If you are arrested after breaking into a house, this is much more serious. Burglary to a dwelling is a second degree felony in Jacksonville FL. Florida Statute Section 810.02(3) states:

“Burglary is a felony of the second degree, punishable as provided in s. 775.082, s. 775.083, or s. 775.084, if, in the course of committing the offense, the offender does not make an assault or battery and is not and does not become armed with a dangerous weapon or explosive, and the offender enters or remains in a:
(a) Dwelling, and there is another person in the dwelling at the time the offender enters or remains;
(b) Dwelling, and there is not another person in the dwelling at the time the offender enters or remains;
(c) Structure, and there is another person in the structure at the time the offender enters or remains;
(d) Conveyance, and there is another person in the conveyance at the time the offender enters or remains….”

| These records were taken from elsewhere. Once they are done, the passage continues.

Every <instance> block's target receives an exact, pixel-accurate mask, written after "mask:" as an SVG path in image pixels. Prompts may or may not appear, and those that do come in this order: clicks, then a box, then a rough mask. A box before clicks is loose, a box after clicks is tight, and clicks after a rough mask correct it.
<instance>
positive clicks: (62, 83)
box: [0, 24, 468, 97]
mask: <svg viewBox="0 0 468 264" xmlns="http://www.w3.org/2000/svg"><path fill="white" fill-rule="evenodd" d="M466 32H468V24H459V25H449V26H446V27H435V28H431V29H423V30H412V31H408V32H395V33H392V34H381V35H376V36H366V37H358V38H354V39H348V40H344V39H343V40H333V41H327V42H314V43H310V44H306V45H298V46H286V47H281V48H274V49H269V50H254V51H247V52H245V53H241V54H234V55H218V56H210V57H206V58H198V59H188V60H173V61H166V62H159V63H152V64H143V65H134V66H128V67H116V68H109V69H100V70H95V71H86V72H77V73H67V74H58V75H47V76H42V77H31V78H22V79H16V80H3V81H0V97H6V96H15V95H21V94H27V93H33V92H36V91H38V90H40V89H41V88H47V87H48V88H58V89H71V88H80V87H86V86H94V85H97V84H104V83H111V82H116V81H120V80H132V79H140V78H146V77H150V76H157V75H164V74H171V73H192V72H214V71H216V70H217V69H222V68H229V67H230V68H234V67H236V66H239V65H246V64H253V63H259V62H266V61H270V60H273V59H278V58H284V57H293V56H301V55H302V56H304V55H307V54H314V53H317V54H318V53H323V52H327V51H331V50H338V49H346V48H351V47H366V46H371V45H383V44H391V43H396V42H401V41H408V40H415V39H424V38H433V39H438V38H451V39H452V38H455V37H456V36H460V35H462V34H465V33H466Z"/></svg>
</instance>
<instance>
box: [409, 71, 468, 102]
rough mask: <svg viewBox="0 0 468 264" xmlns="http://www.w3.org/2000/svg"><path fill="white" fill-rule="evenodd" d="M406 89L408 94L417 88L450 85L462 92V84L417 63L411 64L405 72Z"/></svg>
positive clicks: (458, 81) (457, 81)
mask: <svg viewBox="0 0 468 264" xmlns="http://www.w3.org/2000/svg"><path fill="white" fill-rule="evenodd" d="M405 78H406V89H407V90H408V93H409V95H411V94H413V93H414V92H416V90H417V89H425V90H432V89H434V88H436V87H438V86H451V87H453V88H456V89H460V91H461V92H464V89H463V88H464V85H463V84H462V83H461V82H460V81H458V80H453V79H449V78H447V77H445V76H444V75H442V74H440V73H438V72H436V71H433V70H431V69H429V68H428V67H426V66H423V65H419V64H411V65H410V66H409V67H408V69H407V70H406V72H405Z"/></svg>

Even if noone is home, you can be caught and charged with burglary. The obvious example occurs when a person is caught by a neighbor in or around the house. A person may also be caught by possessing the stolen property. People are often caught after selling stolen items to a pawnshop. This will lead to an additional criminal charge known as dealing in stolen property in Jacksonville. Today, I read a news story showing another example.

This case occurred in south Florida. Jacksonville’s Channel 4 News reported:

“A Palm Beach County man caught a burglar in his home from more than 1,000 miles away. Greenacres police say the man was viewing video surveillance of his home on his cellphone when he saw someone enter his home while he was away in New York.

 He alerted his neighbor, who called police.

 Officers arrested 18-year-old Steven Enrique. Police say he had about $800 worth of jewelry from the home in his possession.”

Stealing $800 worth of jewelry is considered Florida grand theft. Since this jewelry was stolen from a home, it is burglary to a dwelling and is a more sever crime with harsher penalties. There are also certain sentencing guidelines that apply in burglary cases.